No one, not even Ernie Banks, communicated the sheer joy of what it was like to be a big-league ballplayer the way Wilver Dornet Stargell did. I was in Atlanta in 1969 when he hit that 500-foot upper-deck home run, the second longest (after Willie McCovey's the same year) in the history of the park. The Braves' fans gave him a standing ovation; Stargell responded by tipping his cap as he rounded third, but also by shrugging and shaking his head as if to say, "Folks, don't ask me, 'cause I got no idea how I did that."
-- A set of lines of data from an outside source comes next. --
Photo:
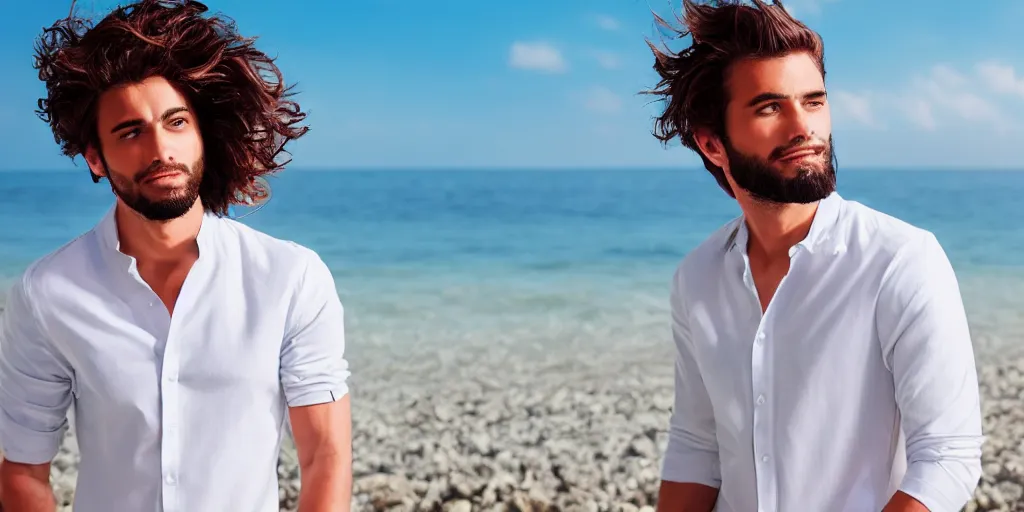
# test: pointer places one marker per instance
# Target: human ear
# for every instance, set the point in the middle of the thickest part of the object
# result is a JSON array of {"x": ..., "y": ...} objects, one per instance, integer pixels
[
  {"x": 711, "y": 146},
  {"x": 95, "y": 162}
]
My favorite Willie Stargell story came from Marvin Miller, the man who founded the Major League Baseball Player's Association. During the '72 strike, Miller recalled, Willie took the opportunity during a break in negotiations to tell him, "Man, I don't know how you keep your temper when they talk all that trash. Where I come from, someone talks like that, you start flipping tables."

"I decided," says Miller, "to have some fun. I said, 'Willie, I have to be restrained. You don't. Feel free to speak your mind. In fact, I'd love to see you do it.' Stargell went back in and began shaking his finger in the face of their [management's] negotiators. At one point, he stood up, reached across the desk and did it. I swear, it had an effect. I could almost date the moment at which the owners began to wilt, and it was the day Willie Stargell began to cut loose."

I'll let Roger Angell's tribute stand: "the most admired and admirable player of his time."


By Allen Barra

Allen Barra is the author of "Inventing Wyatt Earp: His Life and Many Legends."